In the first, a long is created with that value.
In the second, a long is created with the positive value. It is then made negative. So, the second option requires at least 2 additional assembly instructions.

I protest this solution.

Would argue the following is better:
The order of evaluation is not changed in this case.

In your example the result is not changed by the introduction of the brackets (i.e introducing the brackets does not change anything).
Try the solution that I gave and you will see that one of them doesn't even compile! (i.e the brackets change the correctness).

Parentheses affect the order of evaluation only, except in one situation.
What's that situation?

I think there are 2 possible situations:
1. Parentheses affect result.
2. Parentheses do not affect order of evaluation or result.

After rereading the post #3, I'm guessing you're going for 1, as 2 seems to have already been stated in Jos first post (#2). Still I protest the solution given in post #10, as it changes order of operation but not result, the exact opposite of what is asked for.

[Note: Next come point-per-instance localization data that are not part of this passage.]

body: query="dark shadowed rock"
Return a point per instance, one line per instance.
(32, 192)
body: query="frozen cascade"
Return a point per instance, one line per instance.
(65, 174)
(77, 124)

My favourite answer is still post #8.

...Still I protest the solution given in post #10, as it changes order of operation but not result, the exact opposite of what is asked for.
..

My argument is that in the solution I gave, the brackets render the statement
incorrect. It does not compile at all so there is no change in the order of operation because there is no operation done at all.
The fascinating thing is that compiles successfully.